Chapter 16.13, Problem 64AAP

To determine

The theoretical value for the saturation magnetization for gadolinium.

Answer to Problem 64AAP

The theoretical value for the saturation magnetization for gadolinium is $1.96\times {10}^6\text{A}/\text{m}$.

Explanation of Solution

Write the expression to calculate saturation magnetization for gadolinium $\left(M_s\right)$.

  $M_s=\left(\text{Atomic density}\right)N{\mu }_B$                                                                                  (I)

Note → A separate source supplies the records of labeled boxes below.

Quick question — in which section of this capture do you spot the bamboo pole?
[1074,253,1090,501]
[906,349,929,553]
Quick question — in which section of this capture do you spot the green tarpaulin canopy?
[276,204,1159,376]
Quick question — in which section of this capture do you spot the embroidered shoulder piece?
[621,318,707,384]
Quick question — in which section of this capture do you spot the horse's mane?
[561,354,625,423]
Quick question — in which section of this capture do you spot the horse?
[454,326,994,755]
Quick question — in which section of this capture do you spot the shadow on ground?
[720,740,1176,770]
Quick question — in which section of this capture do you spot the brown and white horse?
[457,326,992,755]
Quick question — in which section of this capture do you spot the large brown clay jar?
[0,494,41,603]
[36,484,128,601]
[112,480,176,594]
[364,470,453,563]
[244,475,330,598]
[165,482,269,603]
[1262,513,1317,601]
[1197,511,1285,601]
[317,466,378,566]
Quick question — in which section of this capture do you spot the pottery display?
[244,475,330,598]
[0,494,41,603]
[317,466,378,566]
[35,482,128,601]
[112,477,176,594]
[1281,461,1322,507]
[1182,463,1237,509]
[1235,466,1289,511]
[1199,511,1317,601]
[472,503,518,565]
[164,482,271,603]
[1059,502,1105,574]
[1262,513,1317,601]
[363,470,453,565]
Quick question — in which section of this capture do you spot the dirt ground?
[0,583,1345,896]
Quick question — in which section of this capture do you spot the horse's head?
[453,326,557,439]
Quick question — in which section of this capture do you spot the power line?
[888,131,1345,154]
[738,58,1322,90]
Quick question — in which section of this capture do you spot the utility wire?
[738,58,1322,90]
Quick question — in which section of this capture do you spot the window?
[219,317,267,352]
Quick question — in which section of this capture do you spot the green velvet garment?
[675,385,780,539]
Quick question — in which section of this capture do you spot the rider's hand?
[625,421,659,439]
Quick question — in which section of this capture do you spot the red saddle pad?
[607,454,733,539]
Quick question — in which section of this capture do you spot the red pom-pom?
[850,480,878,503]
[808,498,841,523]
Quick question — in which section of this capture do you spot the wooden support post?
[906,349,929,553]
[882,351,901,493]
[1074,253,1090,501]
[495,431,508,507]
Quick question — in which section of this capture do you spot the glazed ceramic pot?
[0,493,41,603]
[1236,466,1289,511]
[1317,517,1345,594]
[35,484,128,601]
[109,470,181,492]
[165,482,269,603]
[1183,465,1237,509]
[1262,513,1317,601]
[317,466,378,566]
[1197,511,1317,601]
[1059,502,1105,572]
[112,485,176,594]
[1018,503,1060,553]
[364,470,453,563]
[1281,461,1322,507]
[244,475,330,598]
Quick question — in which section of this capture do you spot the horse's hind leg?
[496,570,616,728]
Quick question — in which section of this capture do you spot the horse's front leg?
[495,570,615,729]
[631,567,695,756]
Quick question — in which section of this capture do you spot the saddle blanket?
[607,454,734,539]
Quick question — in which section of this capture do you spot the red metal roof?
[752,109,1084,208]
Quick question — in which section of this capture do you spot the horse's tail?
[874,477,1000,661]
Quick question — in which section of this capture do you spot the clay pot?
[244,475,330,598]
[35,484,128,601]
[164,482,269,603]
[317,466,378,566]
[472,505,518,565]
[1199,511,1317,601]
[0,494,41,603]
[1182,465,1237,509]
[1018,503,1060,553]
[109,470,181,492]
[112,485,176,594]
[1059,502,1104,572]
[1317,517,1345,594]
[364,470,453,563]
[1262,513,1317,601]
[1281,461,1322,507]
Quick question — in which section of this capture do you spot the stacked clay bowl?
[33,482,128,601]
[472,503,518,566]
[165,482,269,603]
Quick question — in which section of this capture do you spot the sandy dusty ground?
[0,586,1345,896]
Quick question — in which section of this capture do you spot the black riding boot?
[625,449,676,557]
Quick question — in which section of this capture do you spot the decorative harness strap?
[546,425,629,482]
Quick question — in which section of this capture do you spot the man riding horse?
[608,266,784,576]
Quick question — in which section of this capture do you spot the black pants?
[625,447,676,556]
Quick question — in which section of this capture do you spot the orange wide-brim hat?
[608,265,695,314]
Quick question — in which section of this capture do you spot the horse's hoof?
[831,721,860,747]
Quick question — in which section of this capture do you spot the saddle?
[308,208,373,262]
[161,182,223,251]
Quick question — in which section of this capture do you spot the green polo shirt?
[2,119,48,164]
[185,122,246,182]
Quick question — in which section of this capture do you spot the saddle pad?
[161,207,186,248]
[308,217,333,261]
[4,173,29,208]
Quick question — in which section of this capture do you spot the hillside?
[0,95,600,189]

Here, magnetic moment is $N$ and Bohr magneton is ${\mu }_B$.

Write the expression to calculate atomic density of the gadolinium.

  $\text{Atomic density}=\frac{n}{V}$                                                                                             (II)

Here, number of atoms per unit cell is $n$ and volume of the unit cell is $V$.

Write the expression to calculate volume of the unit cell for the gadolinium $\left(V\right)$.

  $\begin{array}{c}V=\text{Area}\times \text{height}\\ =\left(3a^2\sin 60°\right)\times c\end{array}$                                                                                            (III)

Here, lattice constant of the unit cell is $a$ and height of the unit cell is $c$.

Conclusion:

Since there are seven $4f$ unpaired electrons, the magnetic moment of the gadolinium atom is considered to be $7\text{Bohr magnetons}$.

Substitute $\text{0}\text{.364}\text{nm}$ for $a$ and $\text{0}\text{.578}\text{nm}$ for $c$ in Equation (III).

 $\begin{array}{c}V=\left(3{\left(\text{0}\text{.364}\text{nm}\right)}^2\sin 60°\right)\times \text{0}\text{.578}\text{nm}\\ =\left(3{\left(\text{0}\text{.364}\text{nm}\times \frac{1\times {10}^{-9}\text{m}}{1\text{nm}}\right)}^2\sin 60°\right)\times \left(\text{0}\text{.578}\text{nm}\times \frac{1\times {10}^{-9}\text{m}}{1\text{nm}}\right)\\ =1.9897\times {10}^{-28}{\text{m}}^3\end{array}$

Substitute $6\text{atoms}/\text{unit cell}$ for n and $1.9897\times {10}^{-28}{\text{m}}^3$ for $V$ in Equation (II).

 $\begin{array}{c}\text{Atomic density}=\frac{6\text{atoms}/\text{unit cell}}{1.9897\times {10}^{-28}{\text{m}}^3}\\ =3.0155\times {10}^{28}\text{atoms}/{\text{m}}^3\end{array}$

The value of Bohr magneton $\left({\mu }_B\right)$ is taken to be $9.27\times {10}^{-24}\text{A}\cdot {\text{m}}^2$.

Substitute $3.0155\times {10}^{28}\text{atoms}/{\text{m}}^3$ for $\text{Atomic density}$, $7\text{Bohr magnetons}/\text{atom}$ for $N$ and $9.27\times {10}^{-24}\text{A}\cdot {\text{m}}^2$ for ${\mu }_B$ in Equation (I).

 $\begin{array}{c}{M}_s=\left(3.0155\times {10}^{28}\text{atoms}/{\text{m}}^3\right)\left(7\text{Bohr magnetons}/\text{atom}\right)\left(9.27\times {10}^{-24}\text{A}\cdot {\text{m}}^2\right)\\ =1.96\times {10}^6\text{A}/\text{m}\end{array}$

Thus, the theoretical value for the saturation magnetization for gadolinium is $1.96\times {10}^6\text{A}/\text{m}$.